Es probable que los adversarios de Estados Unidos estén contemplando esta nueva iniciativa con Kindle como una señal de su propósito de politizar el espacio del libro electrónico, como un astuto modo de utilizar la infraestructura de comunicaciones de Silicon Valley para impulsar discretamente los cambios de régimen. Pero si es o no el propósito de Estados Unidos promover cambios de régimen realmente aquí no importa. En la mayoría de los casos la política consiste en un 90% de percepciones y en un 10% de realidad. De hecho, los regímenes de China, Rusia e Irán ya albergan inquietudes parecidas respecto a su confianza en el correo electrónico norteamericano, los buscadores norteamericanos, los sistemas operativos norteamericanos y las redes sociales norteamericanas, de ahí sus agresivos esfuerzos por prohibirlos, cambiar a alternativas de código abierto, desarrollar sus propios equivalentes, y proclamar que estos son bienes de importancia estratégica que no pueden venderse a inversores extranjeros.

En la era de Flame y de Stuxnet, virus desarrollados por el gobierno norteamericano y que se aprovechan de vulnerabilidades del software norteamericano, las citadas no son unas preocupaciones triviales. ¿Cuánto tardarán China e Irán en prohibir todo libro electrónico extranjero y en promover sus propias alternativas nacionales? ¿Y duda alguien que estas serían mucho peores para la privacidad y la libre expresión de los disidentes que el Kindle de hoy, el cual, por razones puramente políticas, podría ser cada vez más difícil de encontrar en esos países? Al llegar a un acuerdo con Amazon, el gobierno de Estados Unidos introduce incentivos perversos en el mercado global de los libros electrónicos. Herramientas anteriormente consideradas benignas e irrelevantes podrían ser vistas ahora como subversivas. Esa es la auténtica paradoja de la “agenda para la libertad de internet” norteamericana: cuanto más hace Washington para promoverla, peor van las cosas.
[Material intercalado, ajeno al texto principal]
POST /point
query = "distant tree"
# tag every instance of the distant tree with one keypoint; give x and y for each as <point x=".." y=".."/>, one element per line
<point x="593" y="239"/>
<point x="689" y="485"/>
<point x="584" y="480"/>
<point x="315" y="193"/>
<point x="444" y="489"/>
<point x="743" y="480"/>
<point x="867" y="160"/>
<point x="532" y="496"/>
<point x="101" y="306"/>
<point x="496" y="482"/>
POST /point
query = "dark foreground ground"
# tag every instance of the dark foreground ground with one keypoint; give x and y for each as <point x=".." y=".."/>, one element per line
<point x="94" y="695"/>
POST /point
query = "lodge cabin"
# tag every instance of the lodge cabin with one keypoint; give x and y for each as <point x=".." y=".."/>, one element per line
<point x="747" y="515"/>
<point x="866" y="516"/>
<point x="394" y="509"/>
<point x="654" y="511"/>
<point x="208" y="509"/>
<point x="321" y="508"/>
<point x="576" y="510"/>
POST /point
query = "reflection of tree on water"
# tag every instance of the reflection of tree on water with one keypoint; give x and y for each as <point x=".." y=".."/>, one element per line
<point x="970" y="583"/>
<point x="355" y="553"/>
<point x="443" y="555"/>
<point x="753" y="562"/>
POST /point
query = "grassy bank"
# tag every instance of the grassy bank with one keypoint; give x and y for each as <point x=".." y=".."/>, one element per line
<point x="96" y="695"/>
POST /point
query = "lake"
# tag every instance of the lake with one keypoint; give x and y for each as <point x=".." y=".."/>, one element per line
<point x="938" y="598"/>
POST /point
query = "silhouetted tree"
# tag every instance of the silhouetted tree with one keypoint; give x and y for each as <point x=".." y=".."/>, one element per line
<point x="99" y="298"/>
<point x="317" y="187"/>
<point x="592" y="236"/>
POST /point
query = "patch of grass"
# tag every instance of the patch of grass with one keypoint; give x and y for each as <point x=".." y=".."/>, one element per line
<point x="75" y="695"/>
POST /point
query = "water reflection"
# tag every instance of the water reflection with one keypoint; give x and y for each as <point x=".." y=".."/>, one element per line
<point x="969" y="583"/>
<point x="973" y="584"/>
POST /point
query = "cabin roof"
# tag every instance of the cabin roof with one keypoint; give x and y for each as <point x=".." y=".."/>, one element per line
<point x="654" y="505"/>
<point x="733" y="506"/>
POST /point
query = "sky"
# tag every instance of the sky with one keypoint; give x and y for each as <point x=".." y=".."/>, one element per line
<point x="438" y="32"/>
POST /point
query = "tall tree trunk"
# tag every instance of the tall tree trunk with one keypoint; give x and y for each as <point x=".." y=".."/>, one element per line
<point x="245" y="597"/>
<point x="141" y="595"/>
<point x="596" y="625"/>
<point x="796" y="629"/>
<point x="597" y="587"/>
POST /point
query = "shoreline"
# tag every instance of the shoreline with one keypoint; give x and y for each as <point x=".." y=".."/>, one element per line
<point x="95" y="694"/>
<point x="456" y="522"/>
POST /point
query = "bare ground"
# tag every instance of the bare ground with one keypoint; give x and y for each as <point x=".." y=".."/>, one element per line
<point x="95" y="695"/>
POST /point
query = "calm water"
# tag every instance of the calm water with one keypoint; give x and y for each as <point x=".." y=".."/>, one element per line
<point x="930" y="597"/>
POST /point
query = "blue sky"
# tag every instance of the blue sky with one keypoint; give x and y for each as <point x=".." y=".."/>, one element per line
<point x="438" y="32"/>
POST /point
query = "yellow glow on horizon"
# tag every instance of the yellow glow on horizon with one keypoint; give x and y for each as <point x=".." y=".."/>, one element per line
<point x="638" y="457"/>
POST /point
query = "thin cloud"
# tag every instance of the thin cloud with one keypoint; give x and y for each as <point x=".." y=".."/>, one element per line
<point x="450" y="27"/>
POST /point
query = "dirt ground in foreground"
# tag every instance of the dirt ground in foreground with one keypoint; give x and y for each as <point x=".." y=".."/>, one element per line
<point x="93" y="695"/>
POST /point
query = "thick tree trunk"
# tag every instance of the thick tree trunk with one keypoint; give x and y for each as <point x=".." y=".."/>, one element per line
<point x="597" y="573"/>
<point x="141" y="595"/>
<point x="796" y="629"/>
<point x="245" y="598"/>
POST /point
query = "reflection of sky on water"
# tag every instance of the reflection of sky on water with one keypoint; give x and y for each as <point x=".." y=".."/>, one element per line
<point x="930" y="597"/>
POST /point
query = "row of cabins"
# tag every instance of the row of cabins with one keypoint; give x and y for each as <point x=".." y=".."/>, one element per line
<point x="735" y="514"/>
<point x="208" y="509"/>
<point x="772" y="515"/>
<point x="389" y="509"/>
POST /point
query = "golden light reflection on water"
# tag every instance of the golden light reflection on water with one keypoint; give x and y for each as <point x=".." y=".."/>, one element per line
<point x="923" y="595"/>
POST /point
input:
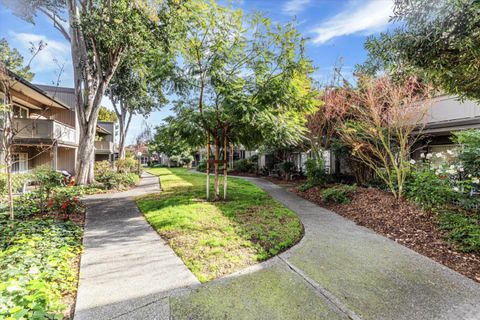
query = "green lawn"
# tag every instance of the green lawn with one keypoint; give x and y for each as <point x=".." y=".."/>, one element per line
<point x="218" y="238"/>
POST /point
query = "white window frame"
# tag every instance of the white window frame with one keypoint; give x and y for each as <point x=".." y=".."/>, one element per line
<point x="22" y="108"/>
<point x="22" y="162"/>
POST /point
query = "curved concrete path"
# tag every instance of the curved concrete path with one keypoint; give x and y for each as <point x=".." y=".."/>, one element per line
<point x="338" y="271"/>
<point x="126" y="267"/>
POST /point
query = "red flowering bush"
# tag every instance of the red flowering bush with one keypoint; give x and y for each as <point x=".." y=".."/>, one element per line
<point x="65" y="203"/>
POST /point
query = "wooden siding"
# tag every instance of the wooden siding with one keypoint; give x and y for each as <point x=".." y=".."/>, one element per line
<point x="66" y="159"/>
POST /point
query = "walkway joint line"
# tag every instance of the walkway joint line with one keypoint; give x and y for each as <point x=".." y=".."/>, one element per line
<point x="323" y="292"/>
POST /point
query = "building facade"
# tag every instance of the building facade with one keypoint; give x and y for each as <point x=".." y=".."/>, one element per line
<point x="45" y="128"/>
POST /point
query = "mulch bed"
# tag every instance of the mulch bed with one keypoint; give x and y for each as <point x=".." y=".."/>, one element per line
<point x="404" y="223"/>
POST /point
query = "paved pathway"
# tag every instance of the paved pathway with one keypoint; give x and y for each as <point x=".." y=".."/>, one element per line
<point x="338" y="271"/>
<point x="126" y="266"/>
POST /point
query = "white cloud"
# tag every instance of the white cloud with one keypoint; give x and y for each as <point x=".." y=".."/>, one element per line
<point x="45" y="59"/>
<point x="295" y="6"/>
<point x="364" y="17"/>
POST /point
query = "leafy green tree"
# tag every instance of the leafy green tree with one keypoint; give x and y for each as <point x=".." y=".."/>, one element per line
<point x="105" y="114"/>
<point x="167" y="141"/>
<point x="140" y="85"/>
<point x="101" y="34"/>
<point x="245" y="72"/>
<point x="437" y="40"/>
<point x="13" y="60"/>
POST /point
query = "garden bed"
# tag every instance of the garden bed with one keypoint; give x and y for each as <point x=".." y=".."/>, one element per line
<point x="404" y="223"/>
<point x="218" y="238"/>
<point x="39" y="263"/>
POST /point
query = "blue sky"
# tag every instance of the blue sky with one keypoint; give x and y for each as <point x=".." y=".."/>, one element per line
<point x="336" y="30"/>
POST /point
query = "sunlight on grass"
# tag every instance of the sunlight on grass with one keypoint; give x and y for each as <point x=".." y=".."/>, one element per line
<point x="218" y="238"/>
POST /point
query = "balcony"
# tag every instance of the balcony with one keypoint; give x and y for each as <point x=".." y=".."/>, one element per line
<point x="104" y="147"/>
<point x="43" y="131"/>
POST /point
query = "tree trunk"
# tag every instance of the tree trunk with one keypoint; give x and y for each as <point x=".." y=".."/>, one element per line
<point x="225" y="168"/>
<point x="8" y="162"/>
<point x="208" y="167"/>
<point x="217" y="180"/>
<point x="86" y="156"/>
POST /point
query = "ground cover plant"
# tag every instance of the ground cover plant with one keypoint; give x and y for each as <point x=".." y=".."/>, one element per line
<point x="39" y="249"/>
<point x="37" y="279"/>
<point x="218" y="238"/>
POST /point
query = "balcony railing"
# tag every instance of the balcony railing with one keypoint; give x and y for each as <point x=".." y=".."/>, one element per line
<point x="44" y="129"/>
<point x="104" y="146"/>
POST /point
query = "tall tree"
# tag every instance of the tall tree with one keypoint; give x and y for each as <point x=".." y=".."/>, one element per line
<point x="140" y="85"/>
<point x="438" y="40"/>
<point x="13" y="60"/>
<point x="100" y="33"/>
<point x="245" y="72"/>
<point x="168" y="141"/>
<point x="386" y="119"/>
<point x="105" y="114"/>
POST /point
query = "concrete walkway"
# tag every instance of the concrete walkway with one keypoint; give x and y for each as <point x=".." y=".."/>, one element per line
<point x="338" y="271"/>
<point x="126" y="266"/>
Y en eso estriba la lección para los bienintencionados miembros del servicio exterior (y los ex ciberutópicos como yo): independientemente de lo excelentes y eficientes que puedan ser los libros electrónicos, las redes sociales o los buscadores como suministradores de información, es un error pensar en ellos como simples herramientas con cometidos estables y coherentes (ni menos con efectos claros y fácilmente predecibles). Una vez amparadas por el gobierno norteamericano, en el vacío geopolítico de Silicon Valley esas herramientas ya no se dan. Una política exterior nacional con una historia laboriosa y compleja, los experimentos que Washington está llevando a cabo con armas cibernéticas, los anteriores roces de Silicon Valley con gobiernos autoritarios: esos son solo algunos de los diversos factores que han establecido el escenario que condiciona el modo en que serán interpretadas dichas herramientas. En otras palabras, sus funciones, aptitudes y efectos dependen de quién esté observando y por qué.

Eso no significa abrazar el derrotismo o que no sea asunto de los diplomáticos andar experimentando con la última tecnología. Pero sí que estos deben hacerlo con el pleno conocimiento de que sus buenas intenciones pueden ser malinterpretadas y ocasionalmente salirles el tiro por la culata. A menudo, su búsqueda de innovación puede no merecer la pena, especialmente si conlleva el riesgo de empeorar las cosas a largo plazo. Lamentablemente, todo lo que sabemos sobre la asociación entre el Departamento de Estado y Amazon sugiere que los diplomáticos norteamericanos no son conscientes de ello. Un instrumento soñado por los disidentes sigue siendo solo eso: un sueño.

Evgeny Morozov es profesor visitante en la Universidad de Stanford y profesor en la New America Foundation. Su último libro publicado en España es El desengaño de internet. Los mitos de la libertad en la red. (Destino).